O jornalista Ricardo Boechat, de 66 anos, morreu na queda de um helicóptero no início da tarde de ontem(11) em um dos acessos da Rodovia Anhanguera, que liga a capital paulista, ao interior. Segundo o Corpo de Bombeiros, o piloto da aeronave também morreu carbonizado.

Boechat era apresentador do Jornal da Band e da rádio BandNews FM e tinha uma coluna semanal na revista ISTOÉ.
O motorista de um caminhão atingido no acidente foi resgatado pelo serviço da concessionária que administra a via. 
TRAJETÓRIA
Ricardo Boechat nasceu em Buenos Aires, na Argentina, quando o pai Dalton Boechat, diplomata, estava a serviço do Ministério das Relações Exteriores. Dono de um humor ácido, usava essa característica para noticiar fatos e criticar situações. O tom era frequente nos comentários de rádio, televisão e também na imprensa escrita.
Nos anos 1970, Boechat começou no jornalismo no Diário de Notícias como assistente do colunista Ibrahim Sued. Do Diário de Notícias, seguiu com Sued para O Globo em que trabalhou por 14 anos. Também foi chefe de reportagem da Rádio Nacional, em 1973.
Boechat foi para o Jornal do Brasil, no início dos anos 1980, após briga com Sued. Logo depois retornou ao O Globo para assumir a Coluna do Swann. Ele teve uma breve passagem pela Secretaria de Comunicação do governo Moreira Franco, no Rio de Janeiro, em 1987.
Depois, ao voltar para O Globo, o jornalista ganhou sua própria coluna: Boechat. Nesta época, o jornal estabelecia a linha editorial de ter dois colunistas sociais de prestígio: Ricardo Boechat e Zózimo Barroso do Amaral.
Em 1997, passou a ser comentarista no telejornal Bom Dia Brasil, na Rede Globo. Nesta época, sua coluna era a mais lida no jornal carioca e uma referência nos jornais impressos, pautando dezenas de redações pelo país.
Em 2006, foi para o grupo Bandeirantes. Pela manhã, apresentava um programa com seu nome dividido em duas partes: uma nacional e outra dedicada ao Rio de Janeiro. À noite, era o âncora do Jornal da Band. Também escreveu para os jornais O Dia e O Estado de S.Paulo.
Boechat teve diferentes cargos nas redações em que passou, mas sempre manteve a veia jornalística, talvez a sua maior característica profissional. Ele ganhou ganhou três prêmios Esso: em 1989, 1992 e 2001. Venceu oito vezes o Prêmio Comunique-se.
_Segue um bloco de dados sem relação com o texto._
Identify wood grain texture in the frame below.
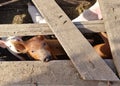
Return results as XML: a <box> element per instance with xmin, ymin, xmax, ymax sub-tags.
<box><xmin>0</xmin><ymin>21</ymin><xmax>105</xmax><ymax>36</ymax></box>
<box><xmin>99</xmin><ymin>0</ymin><xmax>120</xmax><ymax>76</ymax></box>
<box><xmin>32</xmin><ymin>0</ymin><xmax>118</xmax><ymax>80</ymax></box>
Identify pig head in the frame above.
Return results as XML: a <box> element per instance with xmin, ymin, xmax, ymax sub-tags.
<box><xmin>15</xmin><ymin>36</ymin><xmax>52</xmax><ymax>62</ymax></box>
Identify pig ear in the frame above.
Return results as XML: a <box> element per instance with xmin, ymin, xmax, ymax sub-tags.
<box><xmin>14</xmin><ymin>42</ymin><xmax>27</xmax><ymax>53</ymax></box>
<box><xmin>0</xmin><ymin>40</ymin><xmax>7</xmax><ymax>48</ymax></box>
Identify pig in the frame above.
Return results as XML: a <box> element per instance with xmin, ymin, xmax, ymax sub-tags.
<box><xmin>0</xmin><ymin>36</ymin><xmax>25</xmax><ymax>60</ymax></box>
<box><xmin>12</xmin><ymin>35</ymin><xmax>52</xmax><ymax>62</ymax></box>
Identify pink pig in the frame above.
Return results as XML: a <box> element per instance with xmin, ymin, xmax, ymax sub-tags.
<box><xmin>72</xmin><ymin>0</ymin><xmax>102</xmax><ymax>22</ymax></box>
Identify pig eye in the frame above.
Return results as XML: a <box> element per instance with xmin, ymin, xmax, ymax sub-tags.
<box><xmin>17</xmin><ymin>39</ymin><xmax>20</xmax><ymax>41</ymax></box>
<box><xmin>43</xmin><ymin>43</ymin><xmax>47</xmax><ymax>46</ymax></box>
<box><xmin>31</xmin><ymin>51</ymin><xmax>34</xmax><ymax>53</ymax></box>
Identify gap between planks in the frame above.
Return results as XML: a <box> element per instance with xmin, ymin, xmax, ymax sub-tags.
<box><xmin>99</xmin><ymin>0</ymin><xmax>120</xmax><ymax>77</ymax></box>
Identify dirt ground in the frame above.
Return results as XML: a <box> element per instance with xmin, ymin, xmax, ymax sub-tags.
<box><xmin>0</xmin><ymin>0</ymin><xmax>96</xmax><ymax>61</ymax></box>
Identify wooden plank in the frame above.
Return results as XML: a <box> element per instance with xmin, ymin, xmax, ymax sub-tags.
<box><xmin>32</xmin><ymin>0</ymin><xmax>119</xmax><ymax>80</ymax></box>
<box><xmin>0</xmin><ymin>21</ymin><xmax>105</xmax><ymax>36</ymax></box>
<box><xmin>99</xmin><ymin>0</ymin><xmax>120</xmax><ymax>76</ymax></box>
<box><xmin>0</xmin><ymin>60</ymin><xmax>120</xmax><ymax>86</ymax></box>
<box><xmin>0</xmin><ymin>60</ymin><xmax>82</xmax><ymax>86</ymax></box>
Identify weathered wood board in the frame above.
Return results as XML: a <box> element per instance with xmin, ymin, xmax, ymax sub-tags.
<box><xmin>99</xmin><ymin>0</ymin><xmax>120</xmax><ymax>76</ymax></box>
<box><xmin>0</xmin><ymin>60</ymin><xmax>80</xmax><ymax>86</ymax></box>
<box><xmin>0</xmin><ymin>21</ymin><xmax>105</xmax><ymax>36</ymax></box>
<box><xmin>0</xmin><ymin>60</ymin><xmax>120</xmax><ymax>86</ymax></box>
<box><xmin>32</xmin><ymin>0</ymin><xmax>119</xmax><ymax>80</ymax></box>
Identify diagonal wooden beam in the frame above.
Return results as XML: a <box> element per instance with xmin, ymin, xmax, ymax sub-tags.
<box><xmin>99</xmin><ymin>0</ymin><xmax>120</xmax><ymax>76</ymax></box>
<box><xmin>0</xmin><ymin>21</ymin><xmax>105</xmax><ymax>36</ymax></box>
<box><xmin>32</xmin><ymin>0</ymin><xmax>119</xmax><ymax>80</ymax></box>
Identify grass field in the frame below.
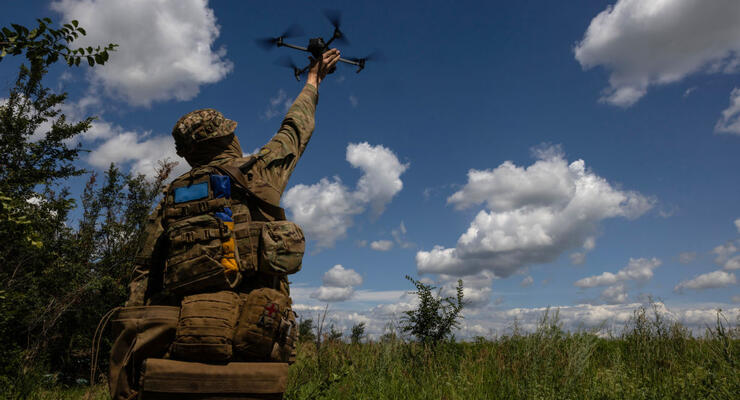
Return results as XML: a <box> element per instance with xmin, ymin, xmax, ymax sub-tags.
<box><xmin>11</xmin><ymin>310</ymin><xmax>740</xmax><ymax>399</ymax></box>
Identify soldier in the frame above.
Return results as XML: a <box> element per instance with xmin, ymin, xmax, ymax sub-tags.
<box><xmin>110</xmin><ymin>49</ymin><xmax>339</xmax><ymax>399</ymax></box>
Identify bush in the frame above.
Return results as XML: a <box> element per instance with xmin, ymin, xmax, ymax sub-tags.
<box><xmin>401</xmin><ymin>275</ymin><xmax>465</xmax><ymax>345</ymax></box>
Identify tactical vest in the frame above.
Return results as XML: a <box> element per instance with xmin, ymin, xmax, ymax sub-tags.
<box><xmin>162</xmin><ymin>157</ymin><xmax>305</xmax><ymax>295</ymax></box>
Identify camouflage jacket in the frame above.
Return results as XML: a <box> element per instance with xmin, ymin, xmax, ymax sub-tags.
<box><xmin>126</xmin><ymin>84</ymin><xmax>318</xmax><ymax>306</ymax></box>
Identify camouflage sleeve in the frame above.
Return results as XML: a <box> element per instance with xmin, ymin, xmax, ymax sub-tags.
<box><xmin>126</xmin><ymin>204</ymin><xmax>164</xmax><ymax>307</ymax></box>
<box><xmin>257</xmin><ymin>84</ymin><xmax>319</xmax><ymax>193</ymax></box>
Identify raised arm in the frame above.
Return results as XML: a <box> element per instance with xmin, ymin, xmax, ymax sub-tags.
<box><xmin>257</xmin><ymin>49</ymin><xmax>339</xmax><ymax>193</ymax></box>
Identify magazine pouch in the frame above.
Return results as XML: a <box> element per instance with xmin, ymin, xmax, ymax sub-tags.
<box><xmin>171</xmin><ymin>291</ymin><xmax>240</xmax><ymax>363</ymax></box>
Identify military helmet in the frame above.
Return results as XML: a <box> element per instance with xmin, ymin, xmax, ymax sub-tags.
<box><xmin>172</xmin><ymin>108</ymin><xmax>236</xmax><ymax>156</ymax></box>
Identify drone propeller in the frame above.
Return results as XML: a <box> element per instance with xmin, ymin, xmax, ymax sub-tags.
<box><xmin>275</xmin><ymin>56</ymin><xmax>308</xmax><ymax>81</ymax></box>
<box><xmin>324</xmin><ymin>9</ymin><xmax>349</xmax><ymax>46</ymax></box>
<box><xmin>340</xmin><ymin>50</ymin><xmax>385</xmax><ymax>74</ymax></box>
<box><xmin>255</xmin><ymin>24</ymin><xmax>303</xmax><ymax>50</ymax></box>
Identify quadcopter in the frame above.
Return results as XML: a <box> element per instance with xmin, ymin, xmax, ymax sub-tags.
<box><xmin>257</xmin><ymin>10</ymin><xmax>378</xmax><ymax>81</ymax></box>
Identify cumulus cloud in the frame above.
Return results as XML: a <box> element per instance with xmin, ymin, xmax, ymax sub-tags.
<box><xmin>283</xmin><ymin>178</ymin><xmax>365</xmax><ymax>247</ymax></box>
<box><xmin>601</xmin><ymin>283</ymin><xmax>627</xmax><ymax>304</ymax></box>
<box><xmin>416</xmin><ymin>146</ymin><xmax>654</xmax><ymax>277</ymax></box>
<box><xmin>87</xmin><ymin>122</ymin><xmax>189</xmax><ymax>177</ymax></box>
<box><xmin>439</xmin><ymin>271</ymin><xmax>496</xmax><ymax>309</ymax></box>
<box><xmin>291</xmin><ymin>296</ymin><xmax>740</xmax><ymax>340</ymax></box>
<box><xmin>673</xmin><ymin>270</ymin><xmax>737</xmax><ymax>292</ymax></box>
<box><xmin>723</xmin><ymin>255</ymin><xmax>740</xmax><ymax>271</ymax></box>
<box><xmin>347</xmin><ymin>142</ymin><xmax>409</xmax><ymax>216</ymax></box>
<box><xmin>370</xmin><ymin>240</ymin><xmax>393</xmax><ymax>251</ymax></box>
<box><xmin>714</xmin><ymin>88</ymin><xmax>740</xmax><ymax>134</ymax></box>
<box><xmin>283</xmin><ymin>143</ymin><xmax>408</xmax><ymax>247</ymax></box>
<box><xmin>574</xmin><ymin>257</ymin><xmax>662</xmax><ymax>288</ymax></box>
<box><xmin>678</xmin><ymin>251</ymin><xmax>696</xmax><ymax>264</ymax></box>
<box><xmin>391</xmin><ymin>221</ymin><xmax>414</xmax><ymax>249</ymax></box>
<box><xmin>51</xmin><ymin>0</ymin><xmax>232</xmax><ymax>106</ymax></box>
<box><xmin>574</xmin><ymin>0</ymin><xmax>740</xmax><ymax>107</ymax></box>
<box><xmin>311</xmin><ymin>264</ymin><xmax>362</xmax><ymax>302</ymax></box>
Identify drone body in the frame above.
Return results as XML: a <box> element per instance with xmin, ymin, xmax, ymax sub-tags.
<box><xmin>257</xmin><ymin>11</ymin><xmax>372</xmax><ymax>80</ymax></box>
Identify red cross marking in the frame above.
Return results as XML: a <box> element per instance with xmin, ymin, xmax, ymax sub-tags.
<box><xmin>265</xmin><ymin>303</ymin><xmax>278</xmax><ymax>317</ymax></box>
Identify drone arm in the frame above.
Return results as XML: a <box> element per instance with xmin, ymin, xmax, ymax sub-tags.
<box><xmin>339</xmin><ymin>58</ymin><xmax>365</xmax><ymax>74</ymax></box>
<box><xmin>278</xmin><ymin>42</ymin><xmax>308</xmax><ymax>51</ymax></box>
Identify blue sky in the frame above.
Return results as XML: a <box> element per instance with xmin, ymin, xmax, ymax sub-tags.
<box><xmin>0</xmin><ymin>0</ymin><xmax>740</xmax><ymax>336</ymax></box>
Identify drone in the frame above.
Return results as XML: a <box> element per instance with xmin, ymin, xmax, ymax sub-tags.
<box><xmin>256</xmin><ymin>10</ymin><xmax>379</xmax><ymax>81</ymax></box>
Flamenguista, foi atleta assíduo na pelada de fim de semana, que reunia artistas e jornalistas no Alto da Boavista, no Rio de Janeiro, durante muitos anos. Em 2008, escreveu Copacabana Palace: um hotel e sua história. Organizado por Cláudia Fialho, que por 17 anos foi relações públicas do hotel, o livro conta a história dos bastidores do cinco estrelas mais famoso do país.
Boechat deixa mulher, cinco filhas e um filho.